Well, we’re here now, so I suppose we’d better go and slay a rawgr, or something.’

  He glanced up at the graffiti. ‘As you can see, this place is no stranger to looting parties – looks like half the northern world has been here at some time or another. Some made it back home, so we’ve heard, others were not so lucky. I—we don’t know what befell them, but at least we can be fairly sure there truly is something bad in there. I realize this clearly now and am sorry I doubted it before.’ He nodded to the two mage-priests apologetically.

  ‘And, by the looks of it, we’re almost certainly the smallest group to have ever ventured here.
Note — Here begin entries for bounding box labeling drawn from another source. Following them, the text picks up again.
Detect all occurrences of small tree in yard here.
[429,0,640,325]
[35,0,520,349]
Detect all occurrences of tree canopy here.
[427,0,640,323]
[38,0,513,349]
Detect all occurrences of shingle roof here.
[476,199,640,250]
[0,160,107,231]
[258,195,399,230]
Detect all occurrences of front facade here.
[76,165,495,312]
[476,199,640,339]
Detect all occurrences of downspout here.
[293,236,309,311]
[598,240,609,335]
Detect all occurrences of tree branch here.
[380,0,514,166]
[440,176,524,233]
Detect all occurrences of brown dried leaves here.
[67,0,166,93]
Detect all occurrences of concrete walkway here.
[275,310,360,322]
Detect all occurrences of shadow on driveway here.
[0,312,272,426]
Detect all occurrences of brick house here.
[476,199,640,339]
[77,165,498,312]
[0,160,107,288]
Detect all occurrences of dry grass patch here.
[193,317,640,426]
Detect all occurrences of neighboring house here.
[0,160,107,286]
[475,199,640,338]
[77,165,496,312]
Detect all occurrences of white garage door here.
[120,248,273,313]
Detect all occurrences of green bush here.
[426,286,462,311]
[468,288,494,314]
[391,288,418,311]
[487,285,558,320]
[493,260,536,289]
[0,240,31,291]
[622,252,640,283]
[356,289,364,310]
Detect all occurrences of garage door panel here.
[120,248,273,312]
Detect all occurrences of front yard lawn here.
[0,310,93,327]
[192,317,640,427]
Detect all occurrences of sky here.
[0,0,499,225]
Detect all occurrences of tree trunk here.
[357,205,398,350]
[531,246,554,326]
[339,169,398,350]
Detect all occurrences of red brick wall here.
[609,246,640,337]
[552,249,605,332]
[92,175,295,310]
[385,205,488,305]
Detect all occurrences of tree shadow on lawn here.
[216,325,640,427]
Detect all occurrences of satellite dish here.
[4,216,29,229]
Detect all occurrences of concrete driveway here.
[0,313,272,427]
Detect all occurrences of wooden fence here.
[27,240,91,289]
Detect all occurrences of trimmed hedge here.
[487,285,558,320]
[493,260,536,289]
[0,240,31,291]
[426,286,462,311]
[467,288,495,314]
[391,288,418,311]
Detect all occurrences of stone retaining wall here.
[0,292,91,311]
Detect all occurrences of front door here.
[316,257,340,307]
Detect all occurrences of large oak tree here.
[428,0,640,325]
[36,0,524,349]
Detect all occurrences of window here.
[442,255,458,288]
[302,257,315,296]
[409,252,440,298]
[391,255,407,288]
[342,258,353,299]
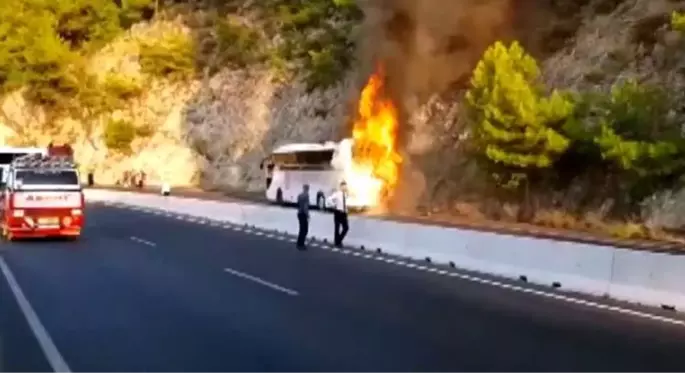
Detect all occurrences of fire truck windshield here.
[15,170,79,185]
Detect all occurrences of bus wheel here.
[316,193,326,211]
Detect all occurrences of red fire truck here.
[0,148,85,240]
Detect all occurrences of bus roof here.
[0,146,47,153]
[271,139,351,154]
[272,142,337,154]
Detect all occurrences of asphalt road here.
[0,206,685,373]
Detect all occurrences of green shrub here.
[140,32,195,80]
[215,20,264,67]
[119,0,158,28]
[671,12,685,32]
[104,120,136,152]
[595,81,685,177]
[102,74,143,100]
[45,0,121,49]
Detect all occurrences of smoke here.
[352,0,523,211]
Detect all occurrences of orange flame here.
[352,70,402,205]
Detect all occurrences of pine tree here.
[466,42,573,179]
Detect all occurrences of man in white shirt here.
[328,181,349,247]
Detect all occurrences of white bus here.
[260,139,380,210]
[0,146,48,186]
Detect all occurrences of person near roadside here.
[327,181,349,247]
[297,184,309,250]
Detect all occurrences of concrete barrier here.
[86,190,685,310]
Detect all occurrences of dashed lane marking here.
[0,257,71,373]
[109,205,685,327]
[224,268,299,296]
[129,236,157,247]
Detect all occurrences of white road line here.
[440,272,685,326]
[224,268,299,296]
[129,236,157,247]
[0,257,71,373]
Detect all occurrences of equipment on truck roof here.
[12,154,76,169]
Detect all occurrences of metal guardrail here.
[88,185,685,255]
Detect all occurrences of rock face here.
[0,21,347,190]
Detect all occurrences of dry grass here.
[426,201,685,243]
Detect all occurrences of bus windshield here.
[15,170,79,186]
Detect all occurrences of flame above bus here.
[352,69,402,206]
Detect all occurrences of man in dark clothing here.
[297,184,309,250]
[328,181,349,247]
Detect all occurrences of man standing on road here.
[328,181,349,247]
[297,184,309,250]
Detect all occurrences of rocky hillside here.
[0,0,361,188]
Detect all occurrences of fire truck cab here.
[0,153,85,240]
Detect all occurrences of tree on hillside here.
[466,42,573,187]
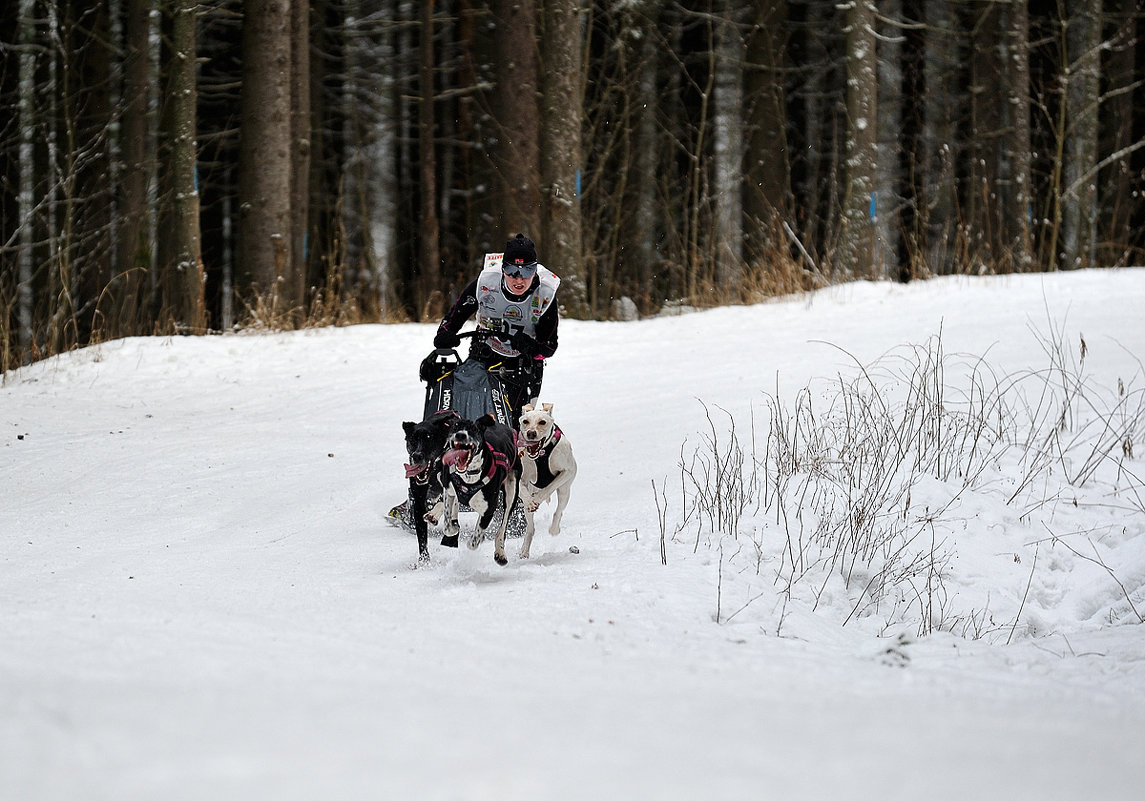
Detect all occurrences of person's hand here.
[433,328,461,348]
[510,331,537,357]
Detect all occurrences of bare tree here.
[418,0,444,320]
[744,0,791,268]
[238,0,295,316]
[836,0,878,277]
[493,0,544,234]
[159,0,206,333]
[712,0,745,291]
[1060,0,1103,269]
[540,0,587,317]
So why should we succeed where others failed? What, when it comes down to it, is so bloody marvellous about us? Well, the truth is, I’m afraid, that we are weak, weaker even than they. But I ask you to remember one thing: these people who now litter the Maw with their dirty bones, they came here solely for personal gain. We, I hope, are trying to achieve something better than that. While our numbers may be small, our true purpose must be our strength. We’ve got a mission here, and we must not let our fear get the better of us – as it did so many of these other poor souls.
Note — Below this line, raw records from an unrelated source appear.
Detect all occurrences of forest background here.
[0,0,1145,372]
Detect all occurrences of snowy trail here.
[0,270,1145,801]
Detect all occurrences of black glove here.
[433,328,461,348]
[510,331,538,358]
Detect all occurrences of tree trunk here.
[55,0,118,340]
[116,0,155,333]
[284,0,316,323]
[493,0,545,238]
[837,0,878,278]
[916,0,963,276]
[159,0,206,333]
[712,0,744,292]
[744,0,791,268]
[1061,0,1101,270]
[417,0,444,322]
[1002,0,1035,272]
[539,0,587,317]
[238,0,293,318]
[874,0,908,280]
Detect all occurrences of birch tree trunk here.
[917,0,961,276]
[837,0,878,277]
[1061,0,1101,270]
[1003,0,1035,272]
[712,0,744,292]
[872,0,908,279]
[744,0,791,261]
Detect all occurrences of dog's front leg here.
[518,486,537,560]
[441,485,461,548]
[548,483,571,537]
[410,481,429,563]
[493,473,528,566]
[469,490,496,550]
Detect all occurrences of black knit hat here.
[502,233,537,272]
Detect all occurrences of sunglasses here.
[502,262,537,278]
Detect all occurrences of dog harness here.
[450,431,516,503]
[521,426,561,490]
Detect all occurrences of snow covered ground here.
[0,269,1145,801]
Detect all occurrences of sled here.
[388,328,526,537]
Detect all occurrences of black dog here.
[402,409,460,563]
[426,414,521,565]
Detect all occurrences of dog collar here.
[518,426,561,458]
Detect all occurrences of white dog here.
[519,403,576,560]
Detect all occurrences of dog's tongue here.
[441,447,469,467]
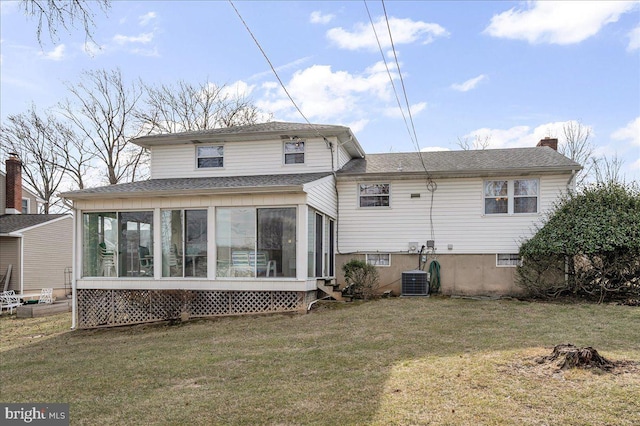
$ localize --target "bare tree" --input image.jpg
[60,70,147,185]
[137,80,270,133]
[559,121,594,186]
[55,125,96,189]
[0,106,67,213]
[20,0,111,43]
[591,155,624,184]
[458,134,491,151]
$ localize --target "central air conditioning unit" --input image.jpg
[402,269,429,296]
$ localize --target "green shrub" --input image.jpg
[517,182,640,302]
[342,259,380,300]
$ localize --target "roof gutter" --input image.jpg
[60,185,304,200]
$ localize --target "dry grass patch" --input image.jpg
[0,298,640,425]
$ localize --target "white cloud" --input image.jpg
[627,26,640,52]
[420,146,451,152]
[484,1,637,44]
[451,74,487,92]
[461,121,594,149]
[113,33,153,45]
[138,12,158,27]
[82,41,105,57]
[327,17,449,50]
[256,63,410,129]
[40,44,66,61]
[309,10,336,24]
[611,117,640,146]
[249,56,312,80]
[382,102,427,120]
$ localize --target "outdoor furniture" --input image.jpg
[0,264,13,291]
[38,288,53,304]
[0,290,22,314]
[98,243,116,277]
[138,246,153,276]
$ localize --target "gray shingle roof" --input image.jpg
[133,121,351,145]
[0,214,68,234]
[338,147,581,177]
[61,172,331,199]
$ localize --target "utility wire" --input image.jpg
[229,0,333,146]
[382,0,435,186]
[378,0,438,240]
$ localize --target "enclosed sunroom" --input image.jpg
[64,173,336,328]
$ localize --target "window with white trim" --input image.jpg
[284,140,304,164]
[358,183,391,207]
[496,253,522,266]
[483,179,540,215]
[366,253,391,266]
[196,145,224,169]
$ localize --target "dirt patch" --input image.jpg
[508,343,640,379]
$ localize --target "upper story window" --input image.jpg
[284,140,304,164]
[196,145,224,169]
[358,183,391,207]
[484,179,540,214]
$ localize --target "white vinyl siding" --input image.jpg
[21,217,73,293]
[151,138,331,179]
[338,175,568,254]
[304,176,337,217]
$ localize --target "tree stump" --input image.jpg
[538,343,615,370]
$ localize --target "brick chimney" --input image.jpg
[5,152,22,214]
[536,136,558,151]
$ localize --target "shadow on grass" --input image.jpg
[0,298,640,425]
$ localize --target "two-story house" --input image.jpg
[0,154,73,297]
[62,122,580,327]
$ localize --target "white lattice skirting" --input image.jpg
[77,289,316,328]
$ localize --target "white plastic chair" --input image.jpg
[0,290,22,314]
[38,288,53,304]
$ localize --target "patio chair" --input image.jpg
[98,243,116,277]
[0,264,13,291]
[138,246,153,276]
[38,288,53,304]
[0,290,22,314]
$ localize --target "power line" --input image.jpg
[229,0,333,146]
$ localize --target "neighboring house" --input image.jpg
[0,154,73,297]
[62,122,580,327]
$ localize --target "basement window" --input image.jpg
[496,253,522,266]
[367,253,391,266]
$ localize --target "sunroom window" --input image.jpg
[216,207,296,278]
[161,210,207,277]
[82,211,154,277]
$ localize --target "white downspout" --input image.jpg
[20,235,24,294]
[71,209,78,330]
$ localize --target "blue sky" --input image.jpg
[0,0,640,180]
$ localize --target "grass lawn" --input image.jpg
[0,298,640,425]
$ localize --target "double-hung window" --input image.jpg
[284,140,304,164]
[366,253,391,266]
[196,145,224,169]
[358,183,391,207]
[484,179,540,215]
  ‘Remember: fear, if terrible enough, can turn a man’s soul inside out and rob him of his true self. I’ve witnessed this myself so many times. We must not allow such fear to destroy us, for there is no character within the terrified man.’

  The other five now saw the Peladane in a different light. On this journey they had shared so much, experiences both terrifying and wondrous. Yet it was as if they had remained six strangers who walked the same road for only as long as it suited each his own particular purpose. A team they had never been, nor their objectives ever united.